It depends a lot on the type of game that dude is running.
It's certainly not the type I'd be running, but I can see the appeal to some, to run a tough campaign with lots of dice and close calls/dead characters.
But it really needs to be aligned that all people in the party like that.
For example, I did run a few games of Dread, and it's really fun precisely because the characters can die quite easily and in very dramatic ways.
But of course, if you prefer to build and develop your characters over a long time, then this is not the style of game that fits you.
(Though I'd really recommend giving Dread a try. It's amazing for thrilling, immersive one-off sessions)
I had a very similar situation once.
The players where in a clockwork-themed dungeon and kept killing the clockwork golems there. Then they encountered the boss, the maker, who was a clockwork-enhanced human who built all these golems.

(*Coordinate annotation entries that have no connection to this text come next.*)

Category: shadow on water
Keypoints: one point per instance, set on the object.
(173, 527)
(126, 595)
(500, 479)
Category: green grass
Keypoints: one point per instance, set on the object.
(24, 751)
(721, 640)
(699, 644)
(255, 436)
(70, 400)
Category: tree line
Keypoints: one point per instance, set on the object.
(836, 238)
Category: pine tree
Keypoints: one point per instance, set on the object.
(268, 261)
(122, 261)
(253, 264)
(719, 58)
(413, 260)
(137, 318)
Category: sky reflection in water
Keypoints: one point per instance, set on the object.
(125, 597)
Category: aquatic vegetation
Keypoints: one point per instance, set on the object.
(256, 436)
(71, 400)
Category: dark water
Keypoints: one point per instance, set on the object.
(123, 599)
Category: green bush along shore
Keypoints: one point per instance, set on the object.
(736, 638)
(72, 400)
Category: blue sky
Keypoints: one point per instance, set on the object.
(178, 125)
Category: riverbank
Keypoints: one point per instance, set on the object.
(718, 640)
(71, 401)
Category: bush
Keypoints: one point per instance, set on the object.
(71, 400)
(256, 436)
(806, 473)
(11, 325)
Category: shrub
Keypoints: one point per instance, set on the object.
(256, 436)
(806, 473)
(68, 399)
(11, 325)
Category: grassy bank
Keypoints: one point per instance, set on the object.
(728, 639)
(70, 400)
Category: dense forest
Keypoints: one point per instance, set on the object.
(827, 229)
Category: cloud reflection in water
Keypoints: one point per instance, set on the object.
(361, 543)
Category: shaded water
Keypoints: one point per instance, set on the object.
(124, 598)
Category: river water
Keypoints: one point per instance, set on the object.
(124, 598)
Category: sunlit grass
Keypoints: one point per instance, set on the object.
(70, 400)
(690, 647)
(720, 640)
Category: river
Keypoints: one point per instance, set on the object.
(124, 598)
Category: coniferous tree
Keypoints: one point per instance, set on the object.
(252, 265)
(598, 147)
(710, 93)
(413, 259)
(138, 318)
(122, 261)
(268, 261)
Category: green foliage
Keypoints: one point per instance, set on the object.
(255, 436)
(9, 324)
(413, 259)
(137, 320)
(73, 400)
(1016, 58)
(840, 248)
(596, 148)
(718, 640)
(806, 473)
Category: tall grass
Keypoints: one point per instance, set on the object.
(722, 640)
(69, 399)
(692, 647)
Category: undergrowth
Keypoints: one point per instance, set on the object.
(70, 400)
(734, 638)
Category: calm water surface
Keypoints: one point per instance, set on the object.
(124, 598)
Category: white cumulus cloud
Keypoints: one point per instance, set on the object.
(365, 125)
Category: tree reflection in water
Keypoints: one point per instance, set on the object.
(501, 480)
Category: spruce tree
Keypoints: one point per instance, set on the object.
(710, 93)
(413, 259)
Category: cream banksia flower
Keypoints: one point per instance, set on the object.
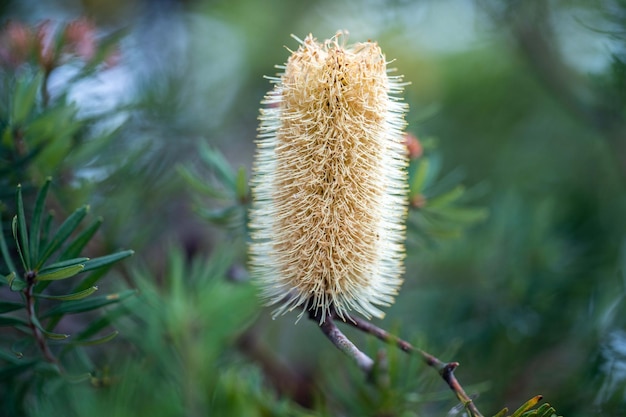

The boss was wailing over his destroyed children and when the players entered the room, he was like "Was it you who killed my children?".
And instead of fighting, the players managed to convince the maker, that it wasn't them, but instead the other group of players who where also playing in the same world.
So the maker and his remaining clockwork golems move out to hunt down the other group, and the players just ransacked the dungeon.
It was a quite funny opening scene for the next session of the other group, when they where just minding their business and the maker, whom the players have never heard of, and his remaining army of clockwork golems attacked the players, shouting that they will kill the players for killing his children.
When the second group figured out what happened, they hired an assassin to take out the first group.